Suddenly, "the war" no longer meant just Viet Nam. Jason McManus and Ron Kriss, who have written a great deal about Viet Nam, now found themselves writing the cover story and the lead Nation article about the Middle East conflict. In the field, reporting the war from the Arab side proved difficult. For days after Egypt expelled U.S. citizens, no transport was available, so Correspondent Roger Stone was interned with 21 other newsmen in a dingy Cairo hotel called the Nile, where life, as he put it, "was a game of Stalag 17." In Beirut, Lee Griggs, reinforced by James Wilde from our Paris bureau, was still able to work, but things were hardly pleasant. In the street, Griggs met an Arab acquaintance walking with a group of other Arabs. The man sidled up to him, mumbling, "I have to do this or my friends won't respect me," and spat in Griggs's face.
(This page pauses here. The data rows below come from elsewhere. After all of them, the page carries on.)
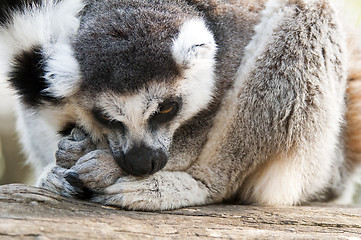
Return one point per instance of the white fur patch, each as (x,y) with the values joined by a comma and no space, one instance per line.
(49,26)
(194,51)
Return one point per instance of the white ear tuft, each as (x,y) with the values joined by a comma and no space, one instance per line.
(48,25)
(194,42)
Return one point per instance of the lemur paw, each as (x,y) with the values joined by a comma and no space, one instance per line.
(73,147)
(61,181)
(96,170)
(161,191)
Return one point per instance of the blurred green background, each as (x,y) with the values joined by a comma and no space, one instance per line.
(12,167)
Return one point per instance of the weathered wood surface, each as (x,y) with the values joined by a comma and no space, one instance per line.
(31,213)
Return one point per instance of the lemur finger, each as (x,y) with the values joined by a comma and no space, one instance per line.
(71,145)
(77,135)
(81,191)
(65,159)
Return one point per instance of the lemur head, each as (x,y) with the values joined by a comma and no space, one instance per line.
(130,76)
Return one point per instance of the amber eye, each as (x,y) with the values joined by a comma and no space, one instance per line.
(105,117)
(167,109)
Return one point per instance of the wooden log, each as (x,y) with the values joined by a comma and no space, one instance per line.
(31,213)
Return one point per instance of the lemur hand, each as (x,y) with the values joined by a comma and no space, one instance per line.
(72,148)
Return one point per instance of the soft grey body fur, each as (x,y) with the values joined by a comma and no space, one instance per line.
(259,88)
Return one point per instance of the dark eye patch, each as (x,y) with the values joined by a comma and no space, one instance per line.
(166,111)
(106,120)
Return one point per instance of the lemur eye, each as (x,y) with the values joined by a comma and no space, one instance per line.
(105,116)
(166,112)
(107,120)
(167,108)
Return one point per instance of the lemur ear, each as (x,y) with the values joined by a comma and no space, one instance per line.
(35,53)
(194,43)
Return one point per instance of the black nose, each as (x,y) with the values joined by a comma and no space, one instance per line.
(142,161)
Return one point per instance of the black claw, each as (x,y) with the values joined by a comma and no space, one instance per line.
(82,192)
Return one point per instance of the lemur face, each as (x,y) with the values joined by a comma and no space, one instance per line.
(128,75)
(139,116)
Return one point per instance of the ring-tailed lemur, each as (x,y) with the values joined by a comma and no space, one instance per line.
(161,104)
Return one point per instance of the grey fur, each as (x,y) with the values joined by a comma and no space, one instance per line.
(272,131)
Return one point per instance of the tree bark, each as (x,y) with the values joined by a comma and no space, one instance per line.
(31,213)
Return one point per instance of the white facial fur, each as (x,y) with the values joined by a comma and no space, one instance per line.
(194,50)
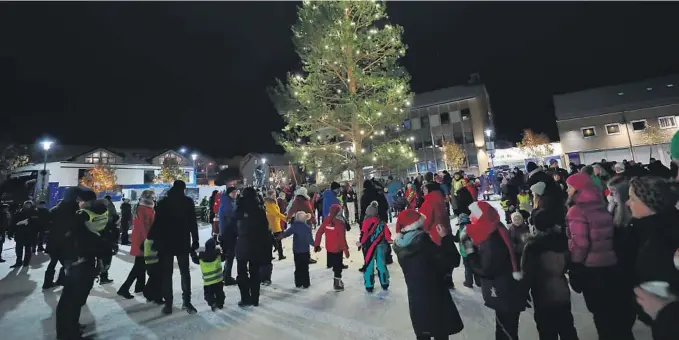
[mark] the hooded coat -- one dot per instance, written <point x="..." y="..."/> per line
<point x="424" y="265"/>
<point x="175" y="224"/>
<point x="590" y="228"/>
<point x="434" y="210"/>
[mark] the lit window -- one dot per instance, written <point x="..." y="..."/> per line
<point x="588" y="132"/>
<point x="638" y="125"/>
<point x="667" y="122"/>
<point x="613" y="129"/>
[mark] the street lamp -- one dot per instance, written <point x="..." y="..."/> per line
<point x="46" y="145"/>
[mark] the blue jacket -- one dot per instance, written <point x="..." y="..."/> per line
<point x="329" y="198"/>
<point x="227" y="208"/>
<point x="302" y="239"/>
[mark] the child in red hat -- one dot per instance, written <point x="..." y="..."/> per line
<point x="334" y="228"/>
<point x="494" y="260"/>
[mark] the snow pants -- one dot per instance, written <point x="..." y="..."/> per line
<point x="214" y="294"/>
<point x="378" y="260"/>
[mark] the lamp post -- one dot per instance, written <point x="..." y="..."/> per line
<point x="194" y="157"/>
<point x="46" y="145"/>
<point x="489" y="151"/>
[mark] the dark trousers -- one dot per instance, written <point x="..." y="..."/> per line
<point x="469" y="276"/>
<point x="278" y="244"/>
<point x="106" y="262"/>
<point x="167" y="269"/>
<point x="265" y="271"/>
<point x="55" y="257"/>
<point x="507" y="325"/>
<point x="214" y="294"/>
<point x="137" y="274"/>
<point x="153" y="289"/>
<point x="248" y="281"/>
<point x="77" y="287"/>
<point x="124" y="237"/>
<point x="335" y="261"/>
<point x="555" y="322"/>
<point x="302" y="270"/>
<point x="23" y="252"/>
<point x="604" y="296"/>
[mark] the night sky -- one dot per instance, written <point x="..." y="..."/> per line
<point x="194" y="74"/>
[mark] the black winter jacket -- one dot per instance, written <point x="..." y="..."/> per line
<point x="175" y="225"/>
<point x="424" y="265"/>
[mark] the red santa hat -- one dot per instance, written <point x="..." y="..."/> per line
<point x="408" y="220"/>
<point x="484" y="221"/>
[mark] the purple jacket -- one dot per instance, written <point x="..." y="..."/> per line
<point x="590" y="229"/>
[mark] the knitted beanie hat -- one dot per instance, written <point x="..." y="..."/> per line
<point x="485" y="221"/>
<point x="371" y="210"/>
<point x="657" y="193"/>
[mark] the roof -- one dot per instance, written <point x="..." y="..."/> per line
<point x="68" y="153"/>
<point x="450" y="94"/>
<point x="616" y="98"/>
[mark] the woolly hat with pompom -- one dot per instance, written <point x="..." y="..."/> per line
<point x="485" y="221"/>
<point x="372" y="210"/>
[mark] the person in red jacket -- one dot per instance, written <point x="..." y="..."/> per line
<point x="334" y="229"/>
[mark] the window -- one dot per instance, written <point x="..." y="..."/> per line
<point x="170" y="155"/>
<point x="667" y="122"/>
<point x="435" y="120"/>
<point x="589" y="131"/>
<point x="100" y="157"/>
<point x="415" y="123"/>
<point x="425" y="121"/>
<point x="638" y="125"/>
<point x="445" y="118"/>
<point x="613" y="129"/>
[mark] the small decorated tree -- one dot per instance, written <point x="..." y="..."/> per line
<point x="170" y="172"/>
<point x="100" y="178"/>
<point x="453" y="155"/>
<point x="535" y="145"/>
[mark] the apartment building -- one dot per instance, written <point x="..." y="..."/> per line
<point x="460" y="114"/>
<point x="633" y="121"/>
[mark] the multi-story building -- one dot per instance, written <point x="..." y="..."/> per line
<point x="632" y="121"/>
<point x="461" y="114"/>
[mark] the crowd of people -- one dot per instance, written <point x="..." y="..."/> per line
<point x="606" y="231"/>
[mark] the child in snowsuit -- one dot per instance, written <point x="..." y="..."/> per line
<point x="210" y="261"/>
<point x="466" y="245"/>
<point x="375" y="241"/>
<point x="334" y="229"/>
<point x="301" y="241"/>
<point x="518" y="232"/>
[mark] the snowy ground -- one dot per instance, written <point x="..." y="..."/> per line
<point x="26" y="312"/>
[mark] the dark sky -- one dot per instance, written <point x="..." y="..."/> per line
<point x="169" y="74"/>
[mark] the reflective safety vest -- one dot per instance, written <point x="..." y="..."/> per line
<point x="97" y="222"/>
<point x="525" y="202"/>
<point x="212" y="271"/>
<point x="150" y="255"/>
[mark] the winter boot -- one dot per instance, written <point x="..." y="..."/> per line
<point x="338" y="285"/>
<point x="188" y="307"/>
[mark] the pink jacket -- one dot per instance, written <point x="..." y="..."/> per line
<point x="590" y="229"/>
<point x="141" y="224"/>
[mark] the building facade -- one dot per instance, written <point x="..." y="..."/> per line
<point x="461" y="114"/>
<point x="633" y="121"/>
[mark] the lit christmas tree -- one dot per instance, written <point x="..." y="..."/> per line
<point x="345" y="107"/>
<point x="100" y="178"/>
<point x="170" y="172"/>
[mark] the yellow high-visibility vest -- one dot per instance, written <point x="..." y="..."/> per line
<point x="212" y="271"/>
<point x="150" y="255"/>
<point x="97" y="222"/>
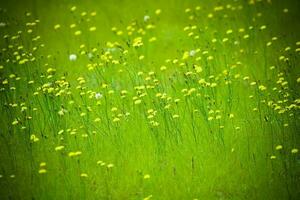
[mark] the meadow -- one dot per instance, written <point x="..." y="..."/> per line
<point x="150" y="100"/>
On the other side, where the Israelis freely permitted correspondents into the war zone, the hazards were far greater. One American who tragically proved this was LIFE Photographer Paul Schutzer, killed by an Egyptian antitank shell (see PRESS). Among the last pictures taken by Schutzer was the photo of General Moshe Dayan on which our cover portrait is based.
Correspondent Israel Shenker, who had interviewed Dayan the week before, was in the office of Israeli Chief of Staff Yitzhak Rabin when word came that Egypt had accepted the ceasefire. "Where's the champagne?" asked Shenker. Tea was served instead. Meanwhile, Peter Forbath managed to see some of the fighting on three fronts--Gaza, Jordan and Sinai. The trouble was keeping up with the speeding Israeli army. "I saw grotesque dead and wounded, equipment abandoned intact, stunned and frightened captured Arabs," he said. "But in a way, I truly felt the reality of the war in blacked-out Tel Aviv, being shelled by the Jordanians, as I huddled in a doorway with people who remembered World War II and Nazi Europe."
From his apartment overlooking the Valley of the Cross, Jerusalem Stringer Marlin Levin could watch a Jordan-Israeli artillery exchange, "left-right, left-right, almost like a tennis game." Levin's eight-year-old son Donnie whiled away the time by writing letters to relatives in the U.S.: "There is no school today. I am sitting in a shelter. I like school. It is more fun than war."
Other TIME staffers appeared. Marvin Zim, on his way to the U.S. from New Delhi, joined the Sixth Fleet. From New York came World Editor Ed Jamieson and Chief of Correspondents Richard Clurman. When Clurman stepped off the plane at Tel Aviv, one dusty correspondent fresh from the front cracked: "You can really tell the war is over when guys like you start arriving."
But that other war is not over. When one of our Saigon correspondents remarked to a U.S. Marine sergeant that there would not be much space in this issue for Viet Nam, he was told: "Don't worry, boy. This war's got staying power."